Although not specifically asked, over half the interview sample revealed that they had attended Minority Scholars’ Weekend and that this had been a fun time to meet other incoming black students and learn about the variety of black-oriented scholastic resources and social outlets, especially the Du Bois College House where they could live with a critical mass of black students. Minority Scholar’s Weekend is designed to entice students from underrepresented minority groups (especially blacks and Latinos) to matriculate at the University of Pennsylvania over other schools. Prospective students stay with other minority students for the weekend, meeting with professors and university personnel, and attend social and cultural events especially for them. This initial campus visit provided many with a good first impression of the University. They reported having a lot of fun partying and socializing with their same-race peers, often for the first time in their lives.

James, a sophomore at the time of his interview, came to the University for Minority Scholar’s Weekend and really enjoyed himself. He met several of his friends there and explained that he immediately felt “comfortable”.

James: I came here, they have Minority Scholar’s Weekend…So, when we came here, I instantly clicked with a lot of people…One of them became my roommate the first two years—who is now a housemate of mine along with two other people.

Interviewer: And as far as enrolling at Penn, what turned the cards for you?

James: It was Scholar’s Weekend, definitely.

Besides making friends, James explained that the parties during Scholar’s Weekend were really fun and gave him the impression that Black students had a vibrant social life.

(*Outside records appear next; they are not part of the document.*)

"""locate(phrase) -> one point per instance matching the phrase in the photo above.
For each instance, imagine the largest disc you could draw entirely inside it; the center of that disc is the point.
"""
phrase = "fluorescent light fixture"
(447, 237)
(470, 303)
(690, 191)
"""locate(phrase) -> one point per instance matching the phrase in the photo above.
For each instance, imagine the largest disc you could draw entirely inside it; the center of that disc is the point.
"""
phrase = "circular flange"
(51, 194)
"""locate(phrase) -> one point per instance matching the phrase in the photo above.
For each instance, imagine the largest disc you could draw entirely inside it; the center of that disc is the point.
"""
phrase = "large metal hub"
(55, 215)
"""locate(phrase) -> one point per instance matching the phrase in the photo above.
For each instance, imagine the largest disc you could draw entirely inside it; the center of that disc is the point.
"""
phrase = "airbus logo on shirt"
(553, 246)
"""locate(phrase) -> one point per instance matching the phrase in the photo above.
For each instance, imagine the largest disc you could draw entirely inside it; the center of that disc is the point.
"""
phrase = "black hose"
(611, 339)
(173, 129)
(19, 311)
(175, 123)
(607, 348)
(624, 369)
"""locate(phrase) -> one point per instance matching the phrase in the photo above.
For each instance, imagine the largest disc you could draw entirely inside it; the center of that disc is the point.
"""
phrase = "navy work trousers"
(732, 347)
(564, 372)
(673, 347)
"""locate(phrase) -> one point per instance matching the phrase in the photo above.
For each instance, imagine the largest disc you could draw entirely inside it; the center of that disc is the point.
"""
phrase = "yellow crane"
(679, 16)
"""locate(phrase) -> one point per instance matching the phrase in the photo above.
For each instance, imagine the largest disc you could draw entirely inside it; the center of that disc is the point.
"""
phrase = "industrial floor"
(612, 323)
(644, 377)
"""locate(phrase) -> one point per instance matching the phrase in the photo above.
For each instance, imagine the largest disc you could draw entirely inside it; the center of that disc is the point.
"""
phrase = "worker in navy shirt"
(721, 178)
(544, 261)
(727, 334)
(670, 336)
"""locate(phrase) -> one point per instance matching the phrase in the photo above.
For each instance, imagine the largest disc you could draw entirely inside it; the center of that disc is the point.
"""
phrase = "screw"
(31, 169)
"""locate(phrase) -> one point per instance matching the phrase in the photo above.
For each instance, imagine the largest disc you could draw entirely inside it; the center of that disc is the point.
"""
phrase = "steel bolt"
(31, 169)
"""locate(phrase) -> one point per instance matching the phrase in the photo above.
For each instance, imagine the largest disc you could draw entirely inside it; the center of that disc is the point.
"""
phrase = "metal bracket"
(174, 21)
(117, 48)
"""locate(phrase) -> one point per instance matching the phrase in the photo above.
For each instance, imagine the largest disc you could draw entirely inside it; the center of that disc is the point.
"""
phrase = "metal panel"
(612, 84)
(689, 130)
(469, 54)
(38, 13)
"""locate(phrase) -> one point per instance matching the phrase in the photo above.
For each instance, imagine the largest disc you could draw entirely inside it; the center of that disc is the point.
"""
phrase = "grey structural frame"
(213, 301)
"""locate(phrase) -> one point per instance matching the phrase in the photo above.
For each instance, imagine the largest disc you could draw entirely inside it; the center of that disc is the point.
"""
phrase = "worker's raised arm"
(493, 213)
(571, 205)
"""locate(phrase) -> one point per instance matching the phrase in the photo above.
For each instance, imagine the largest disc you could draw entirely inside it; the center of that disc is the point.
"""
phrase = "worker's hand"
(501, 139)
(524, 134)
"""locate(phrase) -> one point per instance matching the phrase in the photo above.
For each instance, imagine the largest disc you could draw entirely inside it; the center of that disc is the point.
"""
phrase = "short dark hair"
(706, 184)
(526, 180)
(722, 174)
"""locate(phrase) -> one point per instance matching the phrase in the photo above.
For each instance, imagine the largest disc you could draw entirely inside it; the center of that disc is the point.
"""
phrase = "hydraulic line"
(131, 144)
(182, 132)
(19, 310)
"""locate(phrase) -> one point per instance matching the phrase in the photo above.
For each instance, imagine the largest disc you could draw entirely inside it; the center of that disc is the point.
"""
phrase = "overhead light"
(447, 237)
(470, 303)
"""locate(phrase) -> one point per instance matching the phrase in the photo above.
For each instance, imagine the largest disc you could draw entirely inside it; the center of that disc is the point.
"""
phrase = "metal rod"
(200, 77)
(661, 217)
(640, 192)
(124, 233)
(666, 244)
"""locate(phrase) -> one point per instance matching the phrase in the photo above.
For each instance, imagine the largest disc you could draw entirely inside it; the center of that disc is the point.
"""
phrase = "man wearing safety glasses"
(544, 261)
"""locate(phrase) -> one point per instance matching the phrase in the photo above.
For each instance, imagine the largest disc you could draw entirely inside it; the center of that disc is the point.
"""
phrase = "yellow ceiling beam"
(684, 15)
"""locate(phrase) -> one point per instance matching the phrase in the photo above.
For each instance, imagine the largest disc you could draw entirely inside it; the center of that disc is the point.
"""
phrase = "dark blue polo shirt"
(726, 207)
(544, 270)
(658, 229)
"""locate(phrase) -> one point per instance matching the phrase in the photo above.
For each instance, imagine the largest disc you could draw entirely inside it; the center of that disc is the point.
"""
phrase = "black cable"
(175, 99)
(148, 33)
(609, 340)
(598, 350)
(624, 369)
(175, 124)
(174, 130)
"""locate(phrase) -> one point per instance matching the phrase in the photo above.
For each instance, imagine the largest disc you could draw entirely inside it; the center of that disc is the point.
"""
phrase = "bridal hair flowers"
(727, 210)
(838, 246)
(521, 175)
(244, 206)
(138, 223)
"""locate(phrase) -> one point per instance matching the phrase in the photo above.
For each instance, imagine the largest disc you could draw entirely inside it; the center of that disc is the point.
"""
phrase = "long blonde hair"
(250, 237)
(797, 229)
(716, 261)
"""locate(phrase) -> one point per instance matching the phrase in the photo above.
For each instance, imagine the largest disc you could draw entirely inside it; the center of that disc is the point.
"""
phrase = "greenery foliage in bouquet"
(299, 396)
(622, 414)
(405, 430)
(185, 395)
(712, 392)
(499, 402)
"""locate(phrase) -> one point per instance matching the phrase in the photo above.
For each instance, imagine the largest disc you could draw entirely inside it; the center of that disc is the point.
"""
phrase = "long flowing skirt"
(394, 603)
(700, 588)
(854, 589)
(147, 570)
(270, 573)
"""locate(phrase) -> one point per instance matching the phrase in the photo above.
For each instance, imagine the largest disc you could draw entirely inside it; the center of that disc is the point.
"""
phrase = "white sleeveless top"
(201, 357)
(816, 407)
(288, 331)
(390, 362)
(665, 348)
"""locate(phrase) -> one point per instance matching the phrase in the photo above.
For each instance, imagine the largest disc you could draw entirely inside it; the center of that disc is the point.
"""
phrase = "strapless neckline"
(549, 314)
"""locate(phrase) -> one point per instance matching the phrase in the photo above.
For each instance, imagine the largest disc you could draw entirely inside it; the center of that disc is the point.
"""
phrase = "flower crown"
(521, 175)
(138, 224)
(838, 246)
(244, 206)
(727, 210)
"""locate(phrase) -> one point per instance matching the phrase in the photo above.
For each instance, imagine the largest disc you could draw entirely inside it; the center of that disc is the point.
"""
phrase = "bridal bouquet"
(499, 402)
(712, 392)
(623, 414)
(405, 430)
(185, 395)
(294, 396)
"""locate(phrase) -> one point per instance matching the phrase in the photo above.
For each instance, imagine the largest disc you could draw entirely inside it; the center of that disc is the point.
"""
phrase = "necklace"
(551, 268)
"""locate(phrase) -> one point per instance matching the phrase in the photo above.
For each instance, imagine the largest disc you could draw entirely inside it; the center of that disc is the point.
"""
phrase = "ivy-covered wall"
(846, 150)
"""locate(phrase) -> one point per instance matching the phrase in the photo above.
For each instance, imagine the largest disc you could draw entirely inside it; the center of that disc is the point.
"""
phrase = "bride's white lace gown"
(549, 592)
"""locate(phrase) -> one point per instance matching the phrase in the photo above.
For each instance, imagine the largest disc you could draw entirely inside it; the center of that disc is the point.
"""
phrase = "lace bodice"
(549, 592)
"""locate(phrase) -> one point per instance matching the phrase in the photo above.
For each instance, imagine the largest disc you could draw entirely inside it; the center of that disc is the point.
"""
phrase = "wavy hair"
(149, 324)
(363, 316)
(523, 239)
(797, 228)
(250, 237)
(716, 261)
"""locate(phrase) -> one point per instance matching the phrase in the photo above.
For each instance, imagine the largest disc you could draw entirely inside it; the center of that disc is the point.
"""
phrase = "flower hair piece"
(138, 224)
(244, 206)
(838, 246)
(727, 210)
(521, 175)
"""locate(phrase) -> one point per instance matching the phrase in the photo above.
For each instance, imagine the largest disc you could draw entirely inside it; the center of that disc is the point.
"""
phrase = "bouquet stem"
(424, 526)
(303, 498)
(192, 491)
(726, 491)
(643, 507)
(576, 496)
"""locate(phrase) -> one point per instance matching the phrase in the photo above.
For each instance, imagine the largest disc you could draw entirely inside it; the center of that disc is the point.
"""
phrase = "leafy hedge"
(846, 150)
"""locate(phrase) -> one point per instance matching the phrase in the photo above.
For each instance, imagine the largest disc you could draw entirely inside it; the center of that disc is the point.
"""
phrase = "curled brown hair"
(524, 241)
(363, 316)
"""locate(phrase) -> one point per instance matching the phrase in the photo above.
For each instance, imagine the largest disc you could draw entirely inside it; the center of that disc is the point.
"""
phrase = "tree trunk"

…The parties at Scholar’s Weekend—I mean, it’s a common thing. They suck you in at the parties at Scholar’s Weekend. And you get here and you think it’s gonna be like that every weekend. You think it’s Florida State and you’re just gonna be able to go out and hang out. And, there’s going to be tons of [black] people.

James did not feel the same way when he visited Harvard, his other top choice. He thought the black students were not as fun to be with and were “weird.”

Nina also felt that Minority Scholar’s Weekend was the deciding fact for her when she had to make the choice between the University of Pennsylvania and Barnard College.